Эрскин, который был много старше меня и до сих пор слушал с насмешливо-почтительным видом умудренного жизнью сорокалетнего человека, вдруг положил мне руку на плечо и спросил:
– Ну, а что бы ты сказал о молодом человеке, который имел странную теорию об одном произведении искусства, верил в нее и прибег к подделке, чтобы Доказать свою правоту?
– О, это совсем другое дело, – ответил я.
Несколько мгновений Эрскин молчал, глядя на тоненькую серую струйку дыма, поднимающуюся с Кончика его папиросы.
– Да, пожалуй, – промолвил он после паузы, – совсем другое.
Что-то в тоне его. голоса – быть может, легкий оттенок горечи, – возбудило мое любопытство.
– А ты что, знал когда-нибудь такого человека? – спросил я.
– Да, – отозвался он, бросая папиросу в камин. – Я говорил о моем близком друге, Сириле Грэхэме. Он был очень обаятелен, очень сумасброден и очень бессердечен. Однако именно он оставил мне единственное наследство, которое я получил за всю жизнь.
– И что же это было? – поинтересовался я.

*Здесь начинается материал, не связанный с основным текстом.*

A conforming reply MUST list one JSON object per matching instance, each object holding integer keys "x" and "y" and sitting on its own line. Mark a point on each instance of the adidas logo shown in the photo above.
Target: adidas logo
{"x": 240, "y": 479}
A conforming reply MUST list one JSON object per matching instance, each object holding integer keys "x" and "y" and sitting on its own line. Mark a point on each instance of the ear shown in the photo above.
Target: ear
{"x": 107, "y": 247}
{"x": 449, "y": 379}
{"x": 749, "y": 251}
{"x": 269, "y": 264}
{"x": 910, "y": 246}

Эрскин поднялся с кресла, подошел к стоявшему в простенке между двумя окнами высокому инкрустированному шкафу, отпер его и тотчас вернулся, держа в руке небольшой, писанный на доске портрет, заключенный в старинную, немного потемневшую раму елизаветинского стиля.
На портрете был изображен в полный рост юноша в костюме шестнадцатого века. Он стоял у стола, положив правую руку на раскрытую книгу. Лет семнадцати на вид, он поражал необычайной, хотя и несколько женственной красотой. Собственно, если бы не одежда и коротко подстриженные волосы, лицо его, с мечтательными печальными глазами и тонко очерченным алым ртом, можно было бы принять за лицо девушки. Манерой, в особенности тем, как были написаны руки, картина напоминала позднего Франсуа Клуэ. Причудливый узор золотого шитья на черном бархатном камзоле и ярко-синие переливы фона, который так чудесно оттенял цвет костюма, сообщая ему какую-то светящуюся прозрачность, были вполне в духе Клуэ; да и две маски – Трагедии и Комедии, – несколько нарочито помещенные на переднем плане, подле мраморного столика, отличала та строгость мазка и линий, столь непохожая на легкое изящество итальянцев, которую великий фламандский мастер так и не утратил полностью, даже живя при французском дворе, и которая сама по себе всегда была характерным признаком северного темперамента.
– Прелестная вещица, – заметил я. – Но кто же этот очаровательный юноша, чью красоту так счастливо сохранило для нас Искусство?
– Перед тобой портрет господина У. Г., – с грустной улыбкой ответил Эрскин.
Не знаю, возможно, то была всего лишь случайная игра света, но мне показалось, что в глазах его блеснули слезы.
– Господина У. Г., – повторил я. – А кто он такой, этот У. Г.?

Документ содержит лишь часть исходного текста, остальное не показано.